Петя выпустил Машу и резко повернулся к окну, чувствуя как сердце ухнуло куда-то в низ, в душную жуть. Маша вскрикнула и спряталась за Петину спину.
– Вот, опять! – всхлипнула она. – Петя, что это!?
– H-н-н-не з-з-наю... – ответил Петя, не замечая, что заикается.
Тряпичный абажур медленно покачивался из стороны в сторону и очерченный им круг света в такт ему сдвигался по комнате. Чуть в лево... Чуть в право... Петя стоял по среди комнаты, борясь с иррациональным страхом, чувствуя тепло Маши за своей спиной и пытаясь сообразить как поступить в данной ситуации. С одной стороны страх был детским и глупым. Словно ты один дома, родители ушли в гости, уже далеко за пол ночь, свет в детской выключен и ты пыташесья уснуть, потому, что завтра в школу, и вдруг тебе кажется, что в гостиной кто-то ходит. Еле слышно скрипит паркет... Шаги приближаются... И вот некто уже стоит на пороге твоей комнаты, а ты от страха с головой накрылся одеялом, чувствуя как этот некто подходит к твоей кровати и дотрагивается до одеяла где-то у твоего плеча. И ты ждешь продолжения... Hо продолжения не наступает. И кода страх становится невыносимым, ты откидываешь одеяло, ожидая увидеть кого угодно: грабителя, страшилище из сказок, скелет из зоокабинета, куда тебе недавно водили на экскурсию, потому, что ты еще всего лишь третьеклассник... Кого угодно!
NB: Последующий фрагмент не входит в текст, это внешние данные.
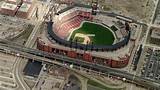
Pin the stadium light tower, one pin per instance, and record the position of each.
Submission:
(94, 7)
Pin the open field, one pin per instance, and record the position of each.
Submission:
(98, 34)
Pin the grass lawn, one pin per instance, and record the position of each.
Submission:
(79, 39)
(103, 36)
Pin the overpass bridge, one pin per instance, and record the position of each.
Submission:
(12, 48)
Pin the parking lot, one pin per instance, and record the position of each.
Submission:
(151, 67)
(51, 77)
(7, 81)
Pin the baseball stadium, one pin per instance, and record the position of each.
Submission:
(78, 33)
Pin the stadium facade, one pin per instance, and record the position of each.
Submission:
(58, 30)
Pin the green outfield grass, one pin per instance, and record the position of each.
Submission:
(103, 36)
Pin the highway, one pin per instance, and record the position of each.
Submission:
(34, 53)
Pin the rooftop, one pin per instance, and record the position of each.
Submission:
(8, 6)
(155, 33)
(25, 7)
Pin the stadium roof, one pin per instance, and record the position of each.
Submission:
(25, 7)
(16, 1)
(28, 1)
(155, 33)
(8, 6)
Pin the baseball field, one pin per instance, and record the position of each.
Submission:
(92, 32)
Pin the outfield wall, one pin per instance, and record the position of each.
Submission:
(113, 47)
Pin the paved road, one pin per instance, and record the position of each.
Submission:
(130, 77)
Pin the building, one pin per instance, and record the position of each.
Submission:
(155, 36)
(24, 10)
(8, 9)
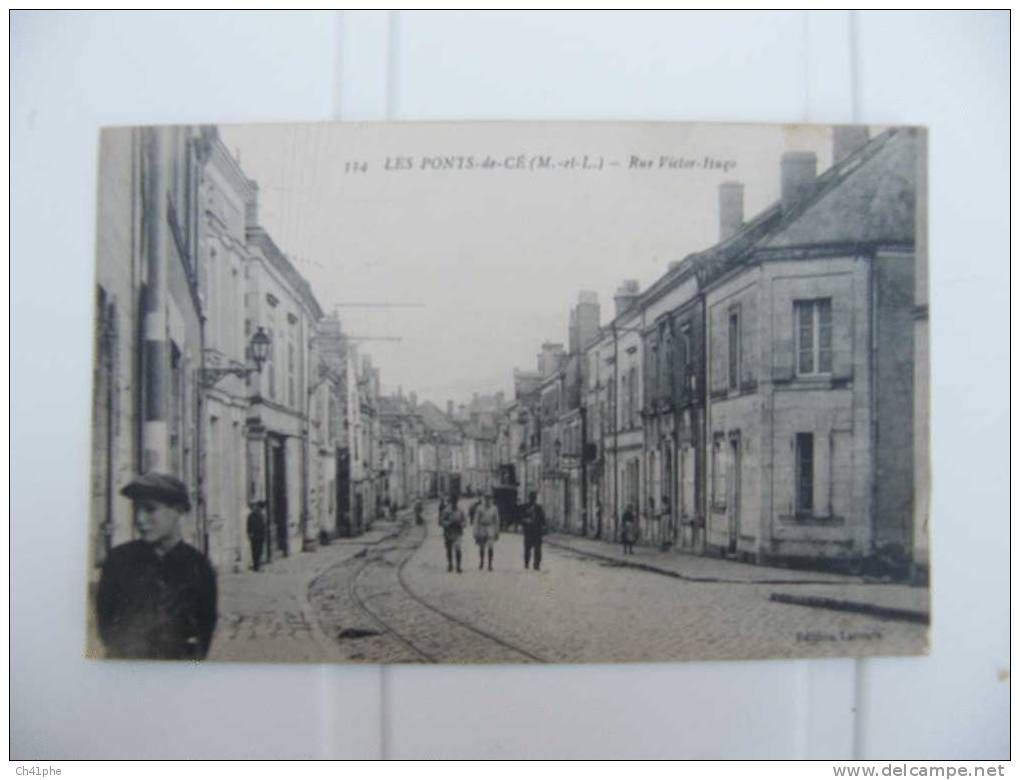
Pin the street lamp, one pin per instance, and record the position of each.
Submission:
(259, 349)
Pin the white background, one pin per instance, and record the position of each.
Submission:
(72, 72)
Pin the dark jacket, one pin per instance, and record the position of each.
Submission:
(256, 525)
(156, 607)
(533, 522)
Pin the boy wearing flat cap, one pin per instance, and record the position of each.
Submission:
(157, 595)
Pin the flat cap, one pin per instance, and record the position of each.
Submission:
(156, 486)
Hо в комнате никого не оказывается. Ты встаешь и идешь в туалет, шлепая босыми вспотевшими ногами по холодному полу, писаешь и возвращаешься обратно в постель, как бы случайно забыв выключить свет в коридоре... Hо это в детстве, а сей час?
Петя отстранил Машу и снова подошел к окну. Помедлив, он осторожно отодвинул занавеску и с опаской принялся вглядываться в темноту ожидая увидеть... Что? Грабителя? Чудовище из детских сказок? Скелет из зоокабинета? Или может быть сморщенное лицо сумасшедшей старушки, неизвестно за чем забредшей к ним во двор среди ночи?
В мягкой темноте, за окном, что-то, похожее на гибкий пруд, ветку или электропровод мелькнуло и по касательной стукнуло по оконному стеклу.
– Ха, Машка! Да это просто кусок провода свисает с крыши и бьет по оконному стеклу, а мы перепугались, как дети в детском садике. – Он повернулся к Маше и успокаивающе улыбнулся.
– А чего он бьет? – Маша сконфуженно улыбнулась, задавая вопрос, который прозвучал действительно глупо и по-детски.
– Как, чего? Ветер его болтает! – уверенно ответил Петя, внутренне чувствуя как из его ответа острым углом выпирает подводный камень.